I have seen so many great korean films that its hard to make a fav top 5/top 10.


----------



## No One (Jan 30, 2011)

Connavar - having mentioned the films of Kim Ki-duk, you may want to check out *Spring, Summer...*etc, if you haven't already. I saw that late one night and was just happily mesmerised by the scenery and the fact that there's barely a word of dialogue.

I'll have to give some thought to a top 5/10, but out of curiosity I've been compiling a list of south Korean films I've seen and come up with a total of 26 (plus a segment) - which just seems like so few!

Anyway, I think this is all of them, in no particular order:

Oldboy 
  Sympathy for Mr. Vengeance 
  Lady Vengeance 
  Joint Security Area
  I’m a Cyborg and that’s Okay
  Thirst
  Three Extremes (segment)
  A Bittersweet Life
  A Tale of Two Sisters
  The Good, the Bad, the Weird
  The Quiet Family
  The Chaser
  Hansel & Gretel
  The Host
  Memories of Murder
  R-Point
  Save the Green Planet
  The Spiral
  Spring, Summer, Autumn, Winter and Spring
  Brotherhood of War
  Silmido
  Musa
  Doll Master
  Mr. Socrates
  Castaway on the Moon
  Into the Mirror
  Antarctic Journal

A few were average, and still watchable, but the majority range from good to some of the best cinema I've seen.


----------



## Connavar (Jan 30, 2011)

I have seen atleast 30-35 korean films thanks a good local rental store before i went online dvd sites for korean films.

Here is in ranking order my top ten:*

Memories of a murder
A Bittersweet Life
Oldboy
Lady Vengance
A Tale of two sisters
The Good, the Bad, the Weird
Brotherhood of War
The Chaser
Joint Security Area
Shiri*

I didnt add Thirst because i thought Oldboy/Lady Vengance was more even,greater.  

The lowest quality korean film i have seen are Musa,Volcano High.  Volcano High was fun to watch though.


----------



## No One (Feb 13, 2011)

Have just seen *The Foul King*, which I think may be Kim Jee-woon's first film.

Also features Song Kang-ho (I swear he's featured in half the films I've seen). Early role for him, but he was still brilliant. If you haven't seen this one Connavar... well, you know the rest.

And aside from the slightly puzzling last minute, it was excellent. Incredibly funny film using just little moments.


----------



## No One (May 23, 2011)

From a few insane Japanese films to a couple of Korean thriller/vengeance story types…

The first is Kim Jee Woon’s *I Saw the Devil*. I’d been looking forward to this for many a month, but am left a little ambivalent. 

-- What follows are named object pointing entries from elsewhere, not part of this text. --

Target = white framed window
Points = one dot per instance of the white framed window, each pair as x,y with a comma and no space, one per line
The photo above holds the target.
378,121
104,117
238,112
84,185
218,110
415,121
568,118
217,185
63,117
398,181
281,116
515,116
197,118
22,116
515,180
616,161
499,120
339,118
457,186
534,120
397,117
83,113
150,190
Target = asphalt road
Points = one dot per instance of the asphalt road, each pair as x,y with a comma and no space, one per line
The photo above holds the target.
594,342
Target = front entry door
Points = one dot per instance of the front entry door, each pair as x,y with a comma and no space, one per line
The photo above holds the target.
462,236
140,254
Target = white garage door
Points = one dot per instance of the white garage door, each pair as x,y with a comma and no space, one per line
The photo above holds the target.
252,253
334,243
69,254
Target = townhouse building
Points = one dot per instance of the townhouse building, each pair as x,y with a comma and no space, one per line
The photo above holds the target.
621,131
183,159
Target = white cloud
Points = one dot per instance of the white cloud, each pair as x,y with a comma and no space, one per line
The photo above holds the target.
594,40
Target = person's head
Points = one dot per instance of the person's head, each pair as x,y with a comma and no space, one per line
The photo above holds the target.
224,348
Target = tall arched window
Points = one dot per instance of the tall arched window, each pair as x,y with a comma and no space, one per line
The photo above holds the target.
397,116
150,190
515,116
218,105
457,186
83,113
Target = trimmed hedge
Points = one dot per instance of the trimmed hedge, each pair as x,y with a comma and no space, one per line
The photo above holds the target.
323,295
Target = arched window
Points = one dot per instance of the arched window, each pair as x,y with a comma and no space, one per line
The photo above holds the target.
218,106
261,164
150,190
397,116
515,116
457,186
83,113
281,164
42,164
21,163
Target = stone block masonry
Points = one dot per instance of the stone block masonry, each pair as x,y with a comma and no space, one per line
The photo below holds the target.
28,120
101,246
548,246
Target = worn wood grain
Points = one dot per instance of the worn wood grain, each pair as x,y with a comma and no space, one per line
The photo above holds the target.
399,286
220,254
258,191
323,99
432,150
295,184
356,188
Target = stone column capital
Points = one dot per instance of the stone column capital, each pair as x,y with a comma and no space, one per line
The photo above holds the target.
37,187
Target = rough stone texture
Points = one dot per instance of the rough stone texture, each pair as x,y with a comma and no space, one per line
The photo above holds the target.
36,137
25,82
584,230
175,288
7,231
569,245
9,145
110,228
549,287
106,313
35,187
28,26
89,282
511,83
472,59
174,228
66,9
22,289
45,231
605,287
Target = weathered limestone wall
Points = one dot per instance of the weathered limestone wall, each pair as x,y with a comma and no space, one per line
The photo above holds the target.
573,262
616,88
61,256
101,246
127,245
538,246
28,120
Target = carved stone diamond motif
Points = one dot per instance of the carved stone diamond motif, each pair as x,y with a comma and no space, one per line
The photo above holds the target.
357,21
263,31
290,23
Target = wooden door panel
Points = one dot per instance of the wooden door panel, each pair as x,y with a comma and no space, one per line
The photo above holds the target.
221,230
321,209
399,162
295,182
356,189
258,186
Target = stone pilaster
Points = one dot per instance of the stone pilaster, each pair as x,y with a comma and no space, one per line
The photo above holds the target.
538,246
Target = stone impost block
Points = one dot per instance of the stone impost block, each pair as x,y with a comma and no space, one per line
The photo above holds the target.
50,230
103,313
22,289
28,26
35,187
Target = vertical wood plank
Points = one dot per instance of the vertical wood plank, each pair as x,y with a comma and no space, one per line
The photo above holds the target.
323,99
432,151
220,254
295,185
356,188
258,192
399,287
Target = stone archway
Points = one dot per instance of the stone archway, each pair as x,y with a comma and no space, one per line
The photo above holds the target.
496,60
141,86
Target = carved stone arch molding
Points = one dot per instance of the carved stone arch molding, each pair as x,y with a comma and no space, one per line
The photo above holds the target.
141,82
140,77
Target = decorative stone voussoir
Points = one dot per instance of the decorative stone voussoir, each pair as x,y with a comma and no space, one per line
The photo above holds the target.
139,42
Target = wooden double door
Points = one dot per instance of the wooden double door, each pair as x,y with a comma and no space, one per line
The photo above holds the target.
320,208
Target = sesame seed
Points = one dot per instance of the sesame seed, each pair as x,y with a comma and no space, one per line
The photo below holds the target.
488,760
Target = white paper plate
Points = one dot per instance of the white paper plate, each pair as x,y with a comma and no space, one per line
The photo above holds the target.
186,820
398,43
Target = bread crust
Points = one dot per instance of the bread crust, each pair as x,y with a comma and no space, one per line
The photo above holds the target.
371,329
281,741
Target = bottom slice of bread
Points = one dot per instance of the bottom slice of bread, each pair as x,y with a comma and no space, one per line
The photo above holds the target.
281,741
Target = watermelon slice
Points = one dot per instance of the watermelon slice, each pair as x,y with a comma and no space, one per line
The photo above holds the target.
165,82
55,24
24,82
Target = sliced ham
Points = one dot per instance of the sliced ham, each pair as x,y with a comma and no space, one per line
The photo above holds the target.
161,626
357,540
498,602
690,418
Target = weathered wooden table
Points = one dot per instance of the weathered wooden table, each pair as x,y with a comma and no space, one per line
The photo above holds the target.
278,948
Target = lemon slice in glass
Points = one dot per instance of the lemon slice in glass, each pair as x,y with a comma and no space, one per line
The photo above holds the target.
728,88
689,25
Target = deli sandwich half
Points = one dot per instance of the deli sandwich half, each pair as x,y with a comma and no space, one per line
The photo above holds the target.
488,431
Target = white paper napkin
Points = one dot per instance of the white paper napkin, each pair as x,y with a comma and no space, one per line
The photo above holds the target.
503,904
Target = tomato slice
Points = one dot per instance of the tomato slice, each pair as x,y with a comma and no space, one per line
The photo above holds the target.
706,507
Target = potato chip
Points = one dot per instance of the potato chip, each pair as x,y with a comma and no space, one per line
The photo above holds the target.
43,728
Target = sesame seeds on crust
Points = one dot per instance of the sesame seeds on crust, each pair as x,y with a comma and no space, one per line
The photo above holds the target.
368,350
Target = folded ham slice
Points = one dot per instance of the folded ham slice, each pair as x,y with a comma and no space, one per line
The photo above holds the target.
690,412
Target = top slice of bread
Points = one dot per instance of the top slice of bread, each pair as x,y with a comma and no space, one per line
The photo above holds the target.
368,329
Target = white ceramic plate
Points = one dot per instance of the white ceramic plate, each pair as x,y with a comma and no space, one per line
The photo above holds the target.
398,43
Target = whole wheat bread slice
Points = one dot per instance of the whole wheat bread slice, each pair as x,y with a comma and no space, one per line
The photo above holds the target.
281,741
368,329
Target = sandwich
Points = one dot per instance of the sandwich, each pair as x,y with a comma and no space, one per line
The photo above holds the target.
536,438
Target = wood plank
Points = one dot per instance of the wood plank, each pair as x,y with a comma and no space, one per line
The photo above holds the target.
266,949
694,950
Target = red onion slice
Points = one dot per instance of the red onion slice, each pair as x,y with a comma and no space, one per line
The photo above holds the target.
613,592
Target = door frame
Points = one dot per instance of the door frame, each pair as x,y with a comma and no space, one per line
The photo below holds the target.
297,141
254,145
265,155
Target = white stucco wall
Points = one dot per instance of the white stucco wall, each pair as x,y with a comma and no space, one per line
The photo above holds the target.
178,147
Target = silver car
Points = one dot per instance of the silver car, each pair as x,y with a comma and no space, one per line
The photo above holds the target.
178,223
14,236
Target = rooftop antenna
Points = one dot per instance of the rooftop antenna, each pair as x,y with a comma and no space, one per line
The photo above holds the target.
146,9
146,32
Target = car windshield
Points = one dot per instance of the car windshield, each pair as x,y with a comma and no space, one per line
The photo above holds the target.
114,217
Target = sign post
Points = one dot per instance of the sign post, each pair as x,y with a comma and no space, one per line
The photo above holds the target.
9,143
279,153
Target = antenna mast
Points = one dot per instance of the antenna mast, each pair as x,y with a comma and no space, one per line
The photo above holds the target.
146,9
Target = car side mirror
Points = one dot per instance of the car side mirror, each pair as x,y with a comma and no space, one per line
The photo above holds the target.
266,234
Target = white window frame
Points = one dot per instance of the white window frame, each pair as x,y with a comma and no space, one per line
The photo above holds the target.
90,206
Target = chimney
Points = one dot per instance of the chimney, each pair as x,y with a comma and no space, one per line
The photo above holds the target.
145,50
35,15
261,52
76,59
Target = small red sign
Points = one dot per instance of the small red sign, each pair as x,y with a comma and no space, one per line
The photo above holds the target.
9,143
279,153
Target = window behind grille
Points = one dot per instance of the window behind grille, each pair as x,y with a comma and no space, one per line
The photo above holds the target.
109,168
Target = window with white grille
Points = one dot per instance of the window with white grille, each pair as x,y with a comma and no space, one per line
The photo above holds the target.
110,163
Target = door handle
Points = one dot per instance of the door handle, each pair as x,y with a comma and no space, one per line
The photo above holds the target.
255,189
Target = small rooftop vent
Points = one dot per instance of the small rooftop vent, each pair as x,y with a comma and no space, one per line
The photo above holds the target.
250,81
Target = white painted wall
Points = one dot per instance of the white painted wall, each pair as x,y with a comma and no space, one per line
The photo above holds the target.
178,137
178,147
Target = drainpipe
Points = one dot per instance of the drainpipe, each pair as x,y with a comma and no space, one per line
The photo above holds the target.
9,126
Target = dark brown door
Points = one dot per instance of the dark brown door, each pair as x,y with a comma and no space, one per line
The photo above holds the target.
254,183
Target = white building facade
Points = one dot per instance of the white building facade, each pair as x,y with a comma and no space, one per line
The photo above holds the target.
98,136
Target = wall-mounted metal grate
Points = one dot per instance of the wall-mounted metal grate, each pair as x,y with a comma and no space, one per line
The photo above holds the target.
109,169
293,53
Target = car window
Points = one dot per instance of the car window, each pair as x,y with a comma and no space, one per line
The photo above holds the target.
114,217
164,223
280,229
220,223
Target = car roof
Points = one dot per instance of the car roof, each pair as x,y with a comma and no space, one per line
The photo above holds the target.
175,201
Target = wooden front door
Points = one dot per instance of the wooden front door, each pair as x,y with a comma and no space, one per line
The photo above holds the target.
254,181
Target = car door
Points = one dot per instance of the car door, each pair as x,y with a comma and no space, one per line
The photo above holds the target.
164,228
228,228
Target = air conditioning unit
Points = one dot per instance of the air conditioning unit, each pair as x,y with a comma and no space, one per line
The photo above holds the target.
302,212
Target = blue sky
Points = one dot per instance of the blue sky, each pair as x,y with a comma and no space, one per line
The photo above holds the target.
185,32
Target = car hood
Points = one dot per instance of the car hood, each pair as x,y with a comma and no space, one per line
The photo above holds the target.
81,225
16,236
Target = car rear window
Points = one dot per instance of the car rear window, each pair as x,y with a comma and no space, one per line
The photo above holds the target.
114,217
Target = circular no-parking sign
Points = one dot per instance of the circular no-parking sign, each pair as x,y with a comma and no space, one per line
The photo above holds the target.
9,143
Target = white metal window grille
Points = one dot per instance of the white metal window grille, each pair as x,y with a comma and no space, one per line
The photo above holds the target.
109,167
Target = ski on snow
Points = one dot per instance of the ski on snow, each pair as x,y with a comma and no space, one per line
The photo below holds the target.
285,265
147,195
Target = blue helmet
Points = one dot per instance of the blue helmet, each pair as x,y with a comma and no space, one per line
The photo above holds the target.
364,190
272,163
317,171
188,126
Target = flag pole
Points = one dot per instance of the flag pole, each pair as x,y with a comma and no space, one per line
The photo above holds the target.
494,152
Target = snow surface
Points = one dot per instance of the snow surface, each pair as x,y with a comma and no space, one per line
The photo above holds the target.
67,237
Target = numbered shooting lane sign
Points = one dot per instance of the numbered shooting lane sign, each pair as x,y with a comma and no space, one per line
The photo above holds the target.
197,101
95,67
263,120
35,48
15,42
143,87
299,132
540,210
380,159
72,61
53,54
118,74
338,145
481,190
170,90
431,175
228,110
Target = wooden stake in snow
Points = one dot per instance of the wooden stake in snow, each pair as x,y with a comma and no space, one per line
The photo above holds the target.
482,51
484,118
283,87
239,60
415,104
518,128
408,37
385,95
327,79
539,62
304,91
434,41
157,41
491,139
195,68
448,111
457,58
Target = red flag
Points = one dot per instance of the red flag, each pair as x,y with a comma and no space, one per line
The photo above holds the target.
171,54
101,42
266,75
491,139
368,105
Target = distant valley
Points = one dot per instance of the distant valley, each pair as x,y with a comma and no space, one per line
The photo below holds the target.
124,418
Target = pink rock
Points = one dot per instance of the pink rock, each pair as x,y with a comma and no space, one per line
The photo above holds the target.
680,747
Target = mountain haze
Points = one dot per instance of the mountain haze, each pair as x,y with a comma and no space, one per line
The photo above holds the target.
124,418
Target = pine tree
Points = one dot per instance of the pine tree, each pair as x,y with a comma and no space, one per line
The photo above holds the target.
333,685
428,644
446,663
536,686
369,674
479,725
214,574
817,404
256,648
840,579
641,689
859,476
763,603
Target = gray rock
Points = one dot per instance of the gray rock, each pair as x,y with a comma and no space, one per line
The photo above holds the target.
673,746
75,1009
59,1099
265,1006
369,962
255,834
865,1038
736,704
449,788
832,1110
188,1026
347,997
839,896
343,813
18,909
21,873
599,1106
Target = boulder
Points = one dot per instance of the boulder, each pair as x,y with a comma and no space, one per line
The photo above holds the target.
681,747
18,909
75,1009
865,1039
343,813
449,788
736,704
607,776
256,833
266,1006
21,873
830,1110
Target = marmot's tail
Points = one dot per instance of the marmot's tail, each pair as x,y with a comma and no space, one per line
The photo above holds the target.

  Good performances (great to see Choi Min Sik! It may be a despicable role, but I thought he was brilliant) and Jee Woon will always make a film look good (and have awesome moments like the unluckiest taxi driver in the world), but I definitely expected more from the story. Okay, the idea of frustrating a serial killer is a beaut, but the ending lacked impact for me.

Ultimately though, my problem is that it felt like violence over substance, and brutality over flair, which is the last thing I expected from this director (or at least, I didn’t expect so _much _violence!).

Dare I say, this felt like Jee Woon’s attempt at making his own Oldboy, but Oldboy _is_ substance over violence, flair over brutality and a better film/script by a long way.

The second is *The Man From Nowhere*, which oddly enough reminded me in some ways of Jee Woon’s A Bittersweet Life. It was very good overall – not exactly high on originality but well executed and understated given how much it’s lauded as an action film. Despite a rather kick ass ruckus near the end, most of the best (and most shocking) moments happen in the storytelling, which is a good thing.


----------